October 12, 2021
THE World Health Organisation (WHO) has given the go-ahead for widespread use of the RTS,S/AS01 (RTS,S) malaria vaccine among children in sub-Saharan Africa and in other regions with moderate to high malaria transmission.
The recommendation is based on results from an ongoing pilot programme in Ghana, Kenya and Malawi that has reached more than 800,000 children since 2019.
But malaria remains a primary cause of childhood illness and death in sub-Saharan Africa, with more than 260,000 African children under the age of five dying from the disease annually.
This is even though since 2000 global malaria deaths have fallen by more than half while many parts of the world have seen the elimination of the disease.
However, the WHO now believes that the vaccine will be a game-changer in the fight against malaria in Africa.
“This is a historic moment. The long-awaited malaria vaccine for children is a breakthrough for science, child health and malaria control,” said WHO Director-General Dr Tedros Adhanom Ghebreyesus.
“Using this vaccine on top of existing tools to prevent malaria could save tens of thousands of young lives each year.”
The WHO Regional Director for Africa, Dr Matshidiso Moeti, said: “For centuries, malaria
has stalked sub-Saharan Africa, causing immense personal suffering.
“We have long hoped for an effective malaria vaccine and now for the first time ever, we have such a vaccine recommended for widespread use.
“Today’s recommendation offers a glimmer of hope for the continent which shoulders the heaviest burden of the disease and we expect many more African children to be protected from malaria and grow into healthy adults.”
Two years ago, the WHO began a pilot programme to roll out RTS,S in Ghana, Kenya and Malawi.
Since then, it has been learned that there is a strong community demand for the vaccine, which can be delivered through child health clinics and readily reach a high number of children, according to Dr Tedros.
He said this would enable the most vulnerable children to gain access to preventive malaria measures, adding about the vaccine, “It’s safe; it significantly reduces life-threatening severe malaria and we estimate it to be highly cost-effective.”
Acknowledging that the vaccine “is a powerful new tool…like the COVID-19 vaccines, it’s not the only tool”.
Dr Tedros added: “Vaccination against malaria does not replace or reduce the need for other measures, including bed nets, or seeking care for fever.”
The vaccine is the result of 30 years of research and development by GSK with support from a network of African research centres.
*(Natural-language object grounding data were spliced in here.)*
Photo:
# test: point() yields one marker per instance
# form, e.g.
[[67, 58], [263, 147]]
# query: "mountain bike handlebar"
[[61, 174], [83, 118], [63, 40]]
“I thank the researchers in Africa who generated the data and insights that informed this decision – this is a vaccine developed in Africa, by African scientists, and we’re very proud,” Dr Tedros said.
“I thank the ministries of health of Ghana, Kenya and Malawi for their leadership in embarking on these pilot programmes, which have continued despite COVID-19.”
The pilot programme will continue in the three countries to understand the added value of a fourth vaccine dose, and to measure longer-term impact on child death, with GSK donating 10 million doses.
Dr Tedros cautioned: “We still have a very long road to travel. But this is a long stride down that road.
“This vaccine is a gift to the world, but its value will be felt most in Africa, because that’s where the burden of malaria is greatest.”